Frequently Asked Questions
1. What is attack surface coverage for AI systems?
It estimates how much of your AI exposure is known, assessed, and protected. It covers APIs, model endpoints, prompts, data flows, agent tools, training paths, and supporting integrations.
2. Why separate assessed and protected surfaces?
Assessment shows what you reviewed. Protection shows where controls already exist. A system may be tested but still lack strong preventive or detective safeguards.
3. Why does critical coverage matter more?
Critical surfaces can cause greater harm when exposed. Prioritizing them helps teams reduce severe failure paths before trying to perfect low-impact areas.
4. What does exposure weight change?
Exposure weight increases or reduces the penalty on remaining gaps. Higher values fit sensitive environments, regulated systems, or deployments with privileged automation.
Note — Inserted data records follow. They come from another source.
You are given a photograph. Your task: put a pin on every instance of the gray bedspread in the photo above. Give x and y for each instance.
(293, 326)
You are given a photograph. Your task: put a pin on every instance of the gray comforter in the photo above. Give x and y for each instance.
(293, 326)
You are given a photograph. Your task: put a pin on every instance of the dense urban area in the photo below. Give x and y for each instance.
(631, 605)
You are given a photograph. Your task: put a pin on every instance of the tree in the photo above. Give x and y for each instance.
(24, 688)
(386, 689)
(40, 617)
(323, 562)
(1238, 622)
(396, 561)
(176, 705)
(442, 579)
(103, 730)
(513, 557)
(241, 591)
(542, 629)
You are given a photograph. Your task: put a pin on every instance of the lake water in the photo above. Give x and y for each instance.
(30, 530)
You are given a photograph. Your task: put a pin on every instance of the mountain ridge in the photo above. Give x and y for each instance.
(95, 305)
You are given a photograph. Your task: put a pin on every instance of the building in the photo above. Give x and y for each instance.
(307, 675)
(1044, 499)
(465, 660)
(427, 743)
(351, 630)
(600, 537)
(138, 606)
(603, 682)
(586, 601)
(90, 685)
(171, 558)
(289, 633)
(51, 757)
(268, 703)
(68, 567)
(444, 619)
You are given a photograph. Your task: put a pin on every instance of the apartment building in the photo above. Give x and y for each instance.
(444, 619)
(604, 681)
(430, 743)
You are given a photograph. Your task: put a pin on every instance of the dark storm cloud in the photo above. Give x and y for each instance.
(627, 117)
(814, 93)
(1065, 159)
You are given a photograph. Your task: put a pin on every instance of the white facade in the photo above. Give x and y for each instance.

5. Why include open findings in the score?
Open findings show known weaknesses are still unresolved. They reduce practical coverage because documented issues can still be exploited until remediation is complete.
6. Does a high validation score guarantee security?
No. It only reflects testing depth per assessed surface. Real security still depends on control quality, threat relevance, and how quickly findings are resolved.
7. Can this calculator support ongoing reporting?
Yes. Teams can run it weekly or monthly, compare trend values, and track whether coverage grows faster than new AI exposure.
8. Should this replace full threat modeling?
No. It is a tracking and planning tool. Detailed threat models, architecture reviews, and control testing are still needed for strong AI security governance.